Сын бывшего батрака панских экономии, ученик сельской школы Василий К. откровенно говорил, что только Советская власть может дать им, бедняцким детям, право стать образованными, а их родителям создать условия для работы на своей, а не господской земле…
Старший сын Петра Степановича знал, что его дед был крестьянином и, кажется, не самым бедным. Не все же крестьяне могли учить при старом режиме своих детей в реальных училищах. И мы тоже так думаем, нам даже помнится, что Петр Степанович в молодости немножко путал, когда ему надо было представить доказательства своего незаможного происхождения, и так путал, что мы и до сих пор не знаем, например, насчет числа десятин. А теперь вот, наконец, мы держим в руках ценный документ и из него узнаём, что ему и путаться не надо было: никаких десятин не существовало, был его папаша просто батраком. Нам бы такое социальное происхождение!
На всю жизнь запомнился мне этот юноша с пышным смолисто-черным чубом, широко открытыми глазами. Он запомнился во всем решительным, преданным родной партии, революции…
Большое внимание Василий уделял антирелигиозной работе, ликвидации неграмотности и военной подготовке молодежи. Он советовал поступать нам на рабфак, в техникумы и вузы, чтобы стать опытными советскими специалистами…
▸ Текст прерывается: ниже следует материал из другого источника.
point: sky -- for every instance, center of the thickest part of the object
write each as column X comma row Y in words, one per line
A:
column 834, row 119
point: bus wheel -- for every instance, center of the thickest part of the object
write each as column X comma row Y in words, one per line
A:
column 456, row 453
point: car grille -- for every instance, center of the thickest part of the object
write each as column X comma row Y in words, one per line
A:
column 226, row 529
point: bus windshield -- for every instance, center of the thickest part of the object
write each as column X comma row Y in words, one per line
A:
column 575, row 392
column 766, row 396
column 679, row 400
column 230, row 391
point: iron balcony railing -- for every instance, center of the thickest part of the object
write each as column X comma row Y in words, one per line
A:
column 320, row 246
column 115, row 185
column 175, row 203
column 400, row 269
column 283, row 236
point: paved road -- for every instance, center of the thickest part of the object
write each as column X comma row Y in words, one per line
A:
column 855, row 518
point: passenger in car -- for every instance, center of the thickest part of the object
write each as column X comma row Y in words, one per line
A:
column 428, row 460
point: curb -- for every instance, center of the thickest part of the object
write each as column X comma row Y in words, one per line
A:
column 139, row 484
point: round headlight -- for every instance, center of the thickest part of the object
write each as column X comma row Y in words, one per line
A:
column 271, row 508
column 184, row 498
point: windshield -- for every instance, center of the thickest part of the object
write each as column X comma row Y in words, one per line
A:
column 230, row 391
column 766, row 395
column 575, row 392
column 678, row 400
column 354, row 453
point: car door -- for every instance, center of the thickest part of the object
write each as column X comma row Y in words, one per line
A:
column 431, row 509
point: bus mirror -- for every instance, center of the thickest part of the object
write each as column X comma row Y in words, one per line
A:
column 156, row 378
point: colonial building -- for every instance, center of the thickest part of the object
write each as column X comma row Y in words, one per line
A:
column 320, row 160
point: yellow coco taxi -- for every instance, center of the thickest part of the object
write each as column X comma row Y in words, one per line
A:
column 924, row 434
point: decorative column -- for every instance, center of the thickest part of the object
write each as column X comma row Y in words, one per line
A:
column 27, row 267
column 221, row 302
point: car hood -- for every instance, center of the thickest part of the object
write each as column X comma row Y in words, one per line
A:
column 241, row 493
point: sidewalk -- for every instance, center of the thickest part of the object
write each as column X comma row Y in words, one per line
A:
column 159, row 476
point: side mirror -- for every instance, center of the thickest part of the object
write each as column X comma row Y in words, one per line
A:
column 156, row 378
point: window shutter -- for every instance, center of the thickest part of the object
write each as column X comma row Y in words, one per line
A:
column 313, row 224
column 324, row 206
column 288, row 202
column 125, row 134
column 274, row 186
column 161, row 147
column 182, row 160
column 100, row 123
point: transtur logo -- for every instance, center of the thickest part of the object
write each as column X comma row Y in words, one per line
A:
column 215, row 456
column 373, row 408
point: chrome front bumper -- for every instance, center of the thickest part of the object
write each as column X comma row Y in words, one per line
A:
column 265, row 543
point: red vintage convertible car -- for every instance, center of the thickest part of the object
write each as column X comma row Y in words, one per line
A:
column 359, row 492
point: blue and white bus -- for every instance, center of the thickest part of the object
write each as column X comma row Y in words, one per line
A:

В августе 1931 года под видом туристского похода в Карпаты прибыли молодые западноукраинские подпольщики. Из сел Татарова и Микуличина они отправились на гору Пon-Иван. Примерно в четырнадцать часов началась конференция. С четкой, зажигательной речью выступил «Остап». Мы, комсомольцы, активисты, тогда не знали ни его настоящей фамилии, ни того, что он из Советской Украины. Только недавно я узнал, что «Остап» был первым секретарем ЦК Коммунистического союза молодежи Западной Украины…
Почти два года я работала в подполье с «Романом», его настоящее имя я услышала лишь много лет спустя. Работать «Роману» приходилось в глубоком подполье. Я подыскала ему надежную квартиру, покупала для него необходимые вещи. В мои обязанности входило: ежедневно доставлять ему свежую прессу, переводить некоторые заметки, устраивать встречи с нужными ему людьми…
Старший сын Петра Степановича вспомнил, как он лазил в подпол в поисках таинственного дяди Васи, со вздохом закрыл книжечку с его фотографией на обложке и стал рассматривать газеты.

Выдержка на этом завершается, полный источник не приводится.